The presumed nominee for the Republican party’s presidential bid made stops in Dubuque and Davenport on Monday. Mitt Romney rolled into Davenport in a big bus late in the afternoon, to a cheering, flag-waving crowd.

“Thank you so much! It’s been so much fun to go across the country and be with Anne, and what a privilege it is to have family – yeah, you can go ahead and sit down, I’m gonna go on for about an hour and half.” The stop in Davenport was open to the public and Romney took a shot at the president’s economic record.

“This president has amassed almost as much public debt as almost all previous presidents combined! How about taking that money, and putting it on the backs of the coming generation, does that give our kids a fair shot?,” he asked and the crowd responded “NO!” This bus tour is also the unofficial Romney victory lap – now that he’s essentially sewn up the nomination, he’s rolling from rally to rally in New Hampshire, Pennsylvania, Ohio, Wisconsin and Iowa.

“You see he said three years ago, three and a half years ago, that if he couldn’t turn the economy around, he’d be looking at a one-term proposition. And that’s the truth! We ought to do that!” Iowa’s economy is doing relatively well, with an unemployment rate of 5.1%, as compared to the national rate of 8.2%.
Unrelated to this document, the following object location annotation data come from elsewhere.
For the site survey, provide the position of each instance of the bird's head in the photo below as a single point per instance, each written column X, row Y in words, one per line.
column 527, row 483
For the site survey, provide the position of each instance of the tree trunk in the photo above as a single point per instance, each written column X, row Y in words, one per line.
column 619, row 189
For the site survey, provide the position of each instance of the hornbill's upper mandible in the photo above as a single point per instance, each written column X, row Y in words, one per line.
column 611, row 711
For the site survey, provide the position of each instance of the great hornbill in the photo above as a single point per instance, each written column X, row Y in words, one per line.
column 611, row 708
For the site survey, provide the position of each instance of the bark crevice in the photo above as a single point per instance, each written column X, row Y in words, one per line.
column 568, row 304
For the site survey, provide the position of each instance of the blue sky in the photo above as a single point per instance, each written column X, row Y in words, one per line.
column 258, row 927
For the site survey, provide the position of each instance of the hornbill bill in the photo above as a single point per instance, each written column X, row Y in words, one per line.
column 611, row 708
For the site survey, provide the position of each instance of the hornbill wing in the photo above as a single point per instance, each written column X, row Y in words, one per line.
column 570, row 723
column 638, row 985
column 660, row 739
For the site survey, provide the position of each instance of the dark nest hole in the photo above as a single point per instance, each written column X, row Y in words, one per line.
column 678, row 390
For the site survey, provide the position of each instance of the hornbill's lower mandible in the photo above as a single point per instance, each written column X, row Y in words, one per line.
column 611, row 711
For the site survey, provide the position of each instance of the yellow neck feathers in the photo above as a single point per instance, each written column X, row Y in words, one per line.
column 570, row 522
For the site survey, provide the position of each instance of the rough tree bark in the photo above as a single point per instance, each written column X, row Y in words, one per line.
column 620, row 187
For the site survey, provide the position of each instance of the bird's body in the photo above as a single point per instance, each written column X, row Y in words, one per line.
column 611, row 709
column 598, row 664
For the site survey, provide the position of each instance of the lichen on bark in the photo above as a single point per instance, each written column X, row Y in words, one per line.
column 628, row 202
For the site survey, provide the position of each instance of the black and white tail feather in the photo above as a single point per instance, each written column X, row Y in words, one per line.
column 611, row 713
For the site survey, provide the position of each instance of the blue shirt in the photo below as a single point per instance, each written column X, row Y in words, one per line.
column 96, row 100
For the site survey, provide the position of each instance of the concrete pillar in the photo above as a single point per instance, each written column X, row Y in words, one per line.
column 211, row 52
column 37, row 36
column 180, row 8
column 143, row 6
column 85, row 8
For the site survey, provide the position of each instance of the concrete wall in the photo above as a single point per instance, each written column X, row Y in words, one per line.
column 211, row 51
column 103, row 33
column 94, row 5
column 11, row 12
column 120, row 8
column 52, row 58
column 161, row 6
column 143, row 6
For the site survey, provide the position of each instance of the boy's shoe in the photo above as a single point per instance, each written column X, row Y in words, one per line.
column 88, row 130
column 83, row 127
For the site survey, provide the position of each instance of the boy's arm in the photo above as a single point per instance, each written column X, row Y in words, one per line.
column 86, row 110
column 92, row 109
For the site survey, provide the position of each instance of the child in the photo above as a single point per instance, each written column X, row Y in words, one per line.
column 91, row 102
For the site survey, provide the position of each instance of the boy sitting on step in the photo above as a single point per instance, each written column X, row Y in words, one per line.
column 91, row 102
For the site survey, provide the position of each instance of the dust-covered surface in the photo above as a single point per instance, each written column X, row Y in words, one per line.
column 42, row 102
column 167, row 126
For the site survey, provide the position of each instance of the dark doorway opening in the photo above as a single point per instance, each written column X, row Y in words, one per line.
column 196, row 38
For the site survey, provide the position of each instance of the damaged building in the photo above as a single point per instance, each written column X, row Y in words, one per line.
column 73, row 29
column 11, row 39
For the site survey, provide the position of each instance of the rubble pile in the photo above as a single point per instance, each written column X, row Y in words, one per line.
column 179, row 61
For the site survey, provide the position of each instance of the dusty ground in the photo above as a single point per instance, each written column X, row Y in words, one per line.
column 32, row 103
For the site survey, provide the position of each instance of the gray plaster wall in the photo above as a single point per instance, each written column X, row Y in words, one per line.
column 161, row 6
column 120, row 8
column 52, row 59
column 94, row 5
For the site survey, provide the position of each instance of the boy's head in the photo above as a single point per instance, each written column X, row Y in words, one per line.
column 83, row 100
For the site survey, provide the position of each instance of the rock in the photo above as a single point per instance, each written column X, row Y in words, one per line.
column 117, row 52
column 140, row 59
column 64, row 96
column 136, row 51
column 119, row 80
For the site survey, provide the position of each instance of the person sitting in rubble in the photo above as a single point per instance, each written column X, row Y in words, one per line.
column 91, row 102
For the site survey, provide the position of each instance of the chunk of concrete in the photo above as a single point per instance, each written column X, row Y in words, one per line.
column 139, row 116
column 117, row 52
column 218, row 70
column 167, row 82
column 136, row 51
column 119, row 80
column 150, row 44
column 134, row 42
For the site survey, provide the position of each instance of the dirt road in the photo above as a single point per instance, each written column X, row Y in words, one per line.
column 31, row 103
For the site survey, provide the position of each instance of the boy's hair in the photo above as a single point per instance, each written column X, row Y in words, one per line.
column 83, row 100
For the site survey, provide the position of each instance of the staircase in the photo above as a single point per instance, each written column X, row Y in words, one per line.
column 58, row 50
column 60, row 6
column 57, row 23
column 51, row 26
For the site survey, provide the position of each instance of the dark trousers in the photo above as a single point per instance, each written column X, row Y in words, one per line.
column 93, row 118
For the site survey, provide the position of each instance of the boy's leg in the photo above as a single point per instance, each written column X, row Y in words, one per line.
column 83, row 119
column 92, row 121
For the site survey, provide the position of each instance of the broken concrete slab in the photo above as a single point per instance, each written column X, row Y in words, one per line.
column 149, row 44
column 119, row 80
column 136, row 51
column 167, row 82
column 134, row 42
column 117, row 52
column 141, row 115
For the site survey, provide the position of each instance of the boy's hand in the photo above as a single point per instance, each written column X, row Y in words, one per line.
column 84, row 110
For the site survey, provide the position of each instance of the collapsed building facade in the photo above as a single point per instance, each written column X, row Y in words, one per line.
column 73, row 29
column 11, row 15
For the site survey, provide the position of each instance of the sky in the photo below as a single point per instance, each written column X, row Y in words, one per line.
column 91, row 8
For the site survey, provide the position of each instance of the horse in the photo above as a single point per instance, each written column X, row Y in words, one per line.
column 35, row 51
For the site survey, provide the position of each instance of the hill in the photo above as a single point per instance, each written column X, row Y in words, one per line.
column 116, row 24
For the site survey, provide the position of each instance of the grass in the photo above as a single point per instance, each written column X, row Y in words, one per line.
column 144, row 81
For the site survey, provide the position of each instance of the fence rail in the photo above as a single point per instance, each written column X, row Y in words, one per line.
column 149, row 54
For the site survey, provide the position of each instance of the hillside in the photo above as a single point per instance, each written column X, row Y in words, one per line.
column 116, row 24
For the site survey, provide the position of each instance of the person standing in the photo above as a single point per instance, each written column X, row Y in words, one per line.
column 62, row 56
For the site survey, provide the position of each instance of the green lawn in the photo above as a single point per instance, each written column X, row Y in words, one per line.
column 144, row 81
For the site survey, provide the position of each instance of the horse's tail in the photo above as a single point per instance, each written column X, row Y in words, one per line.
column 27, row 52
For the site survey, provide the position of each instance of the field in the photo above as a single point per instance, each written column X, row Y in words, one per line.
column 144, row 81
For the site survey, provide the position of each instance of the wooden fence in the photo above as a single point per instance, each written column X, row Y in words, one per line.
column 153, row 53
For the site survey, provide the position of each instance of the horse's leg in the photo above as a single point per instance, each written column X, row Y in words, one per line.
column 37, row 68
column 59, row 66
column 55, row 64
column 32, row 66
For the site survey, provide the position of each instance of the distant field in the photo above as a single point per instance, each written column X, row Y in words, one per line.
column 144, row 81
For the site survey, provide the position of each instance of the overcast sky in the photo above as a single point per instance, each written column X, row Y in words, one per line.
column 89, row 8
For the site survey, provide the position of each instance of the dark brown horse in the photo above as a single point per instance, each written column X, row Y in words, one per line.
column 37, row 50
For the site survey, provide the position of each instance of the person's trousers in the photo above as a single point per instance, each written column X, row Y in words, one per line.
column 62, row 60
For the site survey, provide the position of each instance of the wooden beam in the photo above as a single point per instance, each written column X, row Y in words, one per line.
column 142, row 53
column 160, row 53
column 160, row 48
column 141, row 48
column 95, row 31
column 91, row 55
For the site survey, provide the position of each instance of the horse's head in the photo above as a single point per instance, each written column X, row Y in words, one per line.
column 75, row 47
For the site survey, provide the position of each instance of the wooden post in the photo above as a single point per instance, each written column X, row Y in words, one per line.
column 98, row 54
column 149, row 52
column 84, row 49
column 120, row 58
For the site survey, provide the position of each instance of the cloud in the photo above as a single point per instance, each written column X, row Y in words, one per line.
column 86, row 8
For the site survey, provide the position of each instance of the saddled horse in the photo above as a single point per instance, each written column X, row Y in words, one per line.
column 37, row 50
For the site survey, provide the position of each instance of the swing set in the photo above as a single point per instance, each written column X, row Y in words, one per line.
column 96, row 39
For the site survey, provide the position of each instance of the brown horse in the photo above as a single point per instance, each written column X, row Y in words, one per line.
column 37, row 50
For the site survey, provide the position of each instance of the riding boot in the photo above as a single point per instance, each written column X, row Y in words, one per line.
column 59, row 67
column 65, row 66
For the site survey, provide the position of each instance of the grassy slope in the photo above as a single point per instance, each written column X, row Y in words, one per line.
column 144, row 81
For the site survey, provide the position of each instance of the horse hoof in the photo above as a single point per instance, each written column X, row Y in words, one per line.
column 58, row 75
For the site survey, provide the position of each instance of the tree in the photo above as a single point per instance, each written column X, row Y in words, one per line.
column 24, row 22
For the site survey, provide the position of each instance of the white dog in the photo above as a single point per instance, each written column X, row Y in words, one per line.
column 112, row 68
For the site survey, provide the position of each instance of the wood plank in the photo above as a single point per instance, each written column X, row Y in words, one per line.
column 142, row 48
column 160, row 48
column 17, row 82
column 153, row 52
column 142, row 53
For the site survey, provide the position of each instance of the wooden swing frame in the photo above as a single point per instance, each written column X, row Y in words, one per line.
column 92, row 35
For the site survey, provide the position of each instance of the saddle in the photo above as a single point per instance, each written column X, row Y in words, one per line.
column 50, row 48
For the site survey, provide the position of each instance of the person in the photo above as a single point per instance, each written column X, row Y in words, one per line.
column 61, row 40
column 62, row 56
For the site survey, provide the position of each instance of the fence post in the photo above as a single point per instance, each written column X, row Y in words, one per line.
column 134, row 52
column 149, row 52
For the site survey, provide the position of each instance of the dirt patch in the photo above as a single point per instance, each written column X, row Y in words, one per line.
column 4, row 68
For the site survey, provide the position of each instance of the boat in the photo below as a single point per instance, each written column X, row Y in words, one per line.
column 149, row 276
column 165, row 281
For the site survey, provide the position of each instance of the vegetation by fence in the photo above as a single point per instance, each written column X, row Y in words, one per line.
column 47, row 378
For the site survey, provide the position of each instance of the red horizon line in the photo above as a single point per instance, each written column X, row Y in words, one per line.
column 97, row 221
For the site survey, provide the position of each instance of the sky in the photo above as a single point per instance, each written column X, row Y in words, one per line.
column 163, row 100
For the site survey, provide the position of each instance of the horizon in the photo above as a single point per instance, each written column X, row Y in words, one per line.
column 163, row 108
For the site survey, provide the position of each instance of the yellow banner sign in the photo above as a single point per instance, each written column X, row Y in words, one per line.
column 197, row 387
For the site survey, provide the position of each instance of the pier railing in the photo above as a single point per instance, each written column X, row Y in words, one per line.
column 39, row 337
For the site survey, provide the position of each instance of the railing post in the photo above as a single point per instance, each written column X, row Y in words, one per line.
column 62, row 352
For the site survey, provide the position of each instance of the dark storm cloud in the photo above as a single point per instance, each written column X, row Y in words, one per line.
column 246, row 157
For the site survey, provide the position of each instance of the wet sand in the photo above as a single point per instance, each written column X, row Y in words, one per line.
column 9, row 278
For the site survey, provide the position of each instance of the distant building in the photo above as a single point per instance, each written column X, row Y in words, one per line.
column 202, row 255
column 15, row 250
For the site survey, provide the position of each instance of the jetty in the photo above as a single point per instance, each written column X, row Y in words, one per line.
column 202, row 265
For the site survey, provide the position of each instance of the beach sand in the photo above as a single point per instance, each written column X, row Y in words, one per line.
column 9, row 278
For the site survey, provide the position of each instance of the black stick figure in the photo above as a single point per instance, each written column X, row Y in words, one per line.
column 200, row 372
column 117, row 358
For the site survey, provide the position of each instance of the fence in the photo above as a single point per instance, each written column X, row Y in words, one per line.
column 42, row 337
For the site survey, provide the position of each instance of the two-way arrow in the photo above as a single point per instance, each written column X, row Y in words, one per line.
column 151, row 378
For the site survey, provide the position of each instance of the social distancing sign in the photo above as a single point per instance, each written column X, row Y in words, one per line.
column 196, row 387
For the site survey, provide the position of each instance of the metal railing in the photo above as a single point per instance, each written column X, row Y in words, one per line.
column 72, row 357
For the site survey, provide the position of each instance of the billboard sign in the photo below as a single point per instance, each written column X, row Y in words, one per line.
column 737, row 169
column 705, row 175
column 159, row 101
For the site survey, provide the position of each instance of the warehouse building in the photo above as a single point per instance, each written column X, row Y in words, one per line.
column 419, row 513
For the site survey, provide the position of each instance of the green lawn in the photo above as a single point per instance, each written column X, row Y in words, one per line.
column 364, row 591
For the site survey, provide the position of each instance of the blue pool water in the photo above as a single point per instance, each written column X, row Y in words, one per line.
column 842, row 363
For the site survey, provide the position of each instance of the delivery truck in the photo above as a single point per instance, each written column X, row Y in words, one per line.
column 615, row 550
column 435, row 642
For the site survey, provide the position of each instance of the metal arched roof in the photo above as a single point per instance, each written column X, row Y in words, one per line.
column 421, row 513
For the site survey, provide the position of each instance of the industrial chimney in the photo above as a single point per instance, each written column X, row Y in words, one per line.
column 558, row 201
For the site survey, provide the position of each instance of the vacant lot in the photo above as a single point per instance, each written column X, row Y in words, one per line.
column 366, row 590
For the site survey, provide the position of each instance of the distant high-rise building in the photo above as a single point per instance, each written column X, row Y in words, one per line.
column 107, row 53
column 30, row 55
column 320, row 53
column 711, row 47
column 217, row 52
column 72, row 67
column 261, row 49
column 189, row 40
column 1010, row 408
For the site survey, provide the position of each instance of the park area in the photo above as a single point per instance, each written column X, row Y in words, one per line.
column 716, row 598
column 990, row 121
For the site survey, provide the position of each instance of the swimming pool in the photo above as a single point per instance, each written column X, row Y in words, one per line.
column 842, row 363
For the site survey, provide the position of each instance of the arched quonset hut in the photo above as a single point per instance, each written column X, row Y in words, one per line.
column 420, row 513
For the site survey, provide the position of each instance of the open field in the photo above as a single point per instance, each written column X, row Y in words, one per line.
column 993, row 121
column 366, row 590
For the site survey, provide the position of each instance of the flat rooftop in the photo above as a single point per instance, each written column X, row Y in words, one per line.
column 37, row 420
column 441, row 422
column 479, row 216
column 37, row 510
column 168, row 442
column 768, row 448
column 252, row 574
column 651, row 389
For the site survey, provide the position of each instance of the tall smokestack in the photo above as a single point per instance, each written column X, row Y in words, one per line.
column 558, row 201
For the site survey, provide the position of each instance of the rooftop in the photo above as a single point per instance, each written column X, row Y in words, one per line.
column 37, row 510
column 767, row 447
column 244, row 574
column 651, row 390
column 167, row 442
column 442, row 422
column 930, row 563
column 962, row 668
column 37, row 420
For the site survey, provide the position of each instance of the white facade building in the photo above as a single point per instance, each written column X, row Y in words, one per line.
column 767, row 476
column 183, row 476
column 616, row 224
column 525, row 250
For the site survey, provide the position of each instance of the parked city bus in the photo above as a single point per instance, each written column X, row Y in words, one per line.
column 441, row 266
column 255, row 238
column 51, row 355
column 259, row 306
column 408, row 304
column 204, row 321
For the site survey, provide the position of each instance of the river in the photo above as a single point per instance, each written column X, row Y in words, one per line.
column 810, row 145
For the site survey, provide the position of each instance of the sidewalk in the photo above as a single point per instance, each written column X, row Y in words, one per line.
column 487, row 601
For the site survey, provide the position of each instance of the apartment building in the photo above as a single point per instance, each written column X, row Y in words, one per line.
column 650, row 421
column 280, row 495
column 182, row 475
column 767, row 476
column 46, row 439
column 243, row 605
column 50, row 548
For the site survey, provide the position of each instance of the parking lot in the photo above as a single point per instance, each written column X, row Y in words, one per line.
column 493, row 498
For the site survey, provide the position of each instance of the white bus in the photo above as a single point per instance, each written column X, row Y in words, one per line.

The former Massachusetts governor credited that success to the state’s Republican Governor, Terry Branstad. “Governor Branstad is doing a heck of a job making Iowa and attractive place for business, for job-creators for, innovation. This state’s on the move with new leadership.”

Romney’s tour is taking him through six swing states which all went to President Obama in 2008. After hitting the president on his economic failures, Romney talked about his ideas for turning things around.

“Let me tell you how I’m going to get us back to work again, right of the top of my list here: I want to take advantage of our energy resources in this country. We’re going to actually mine our coal and use our coal, we’re gonna use our natural gas, we’re going to use our oil, we’re going to drill for oil,” Romney explained.

But this tour is less about specifics than it is about rallying the base. The state’s G.O.P. just wrapped up a convention with lots of fireworks over Ron Paul, but not so much for Romney. So these events are aimed at the Republican core: smaller, mostly blue-collar towns with largely white populations.

And there were plenty of factory workers and retirees at the Davenport event. Romney wraps up his bus tour – at least for now – in Michigan. Like all his other stops these last few days, President Obama carried that state in the last election. But Romney’s hopeful that a unified party – and a revved up one – can help put at least a few of those critical states in his column come November.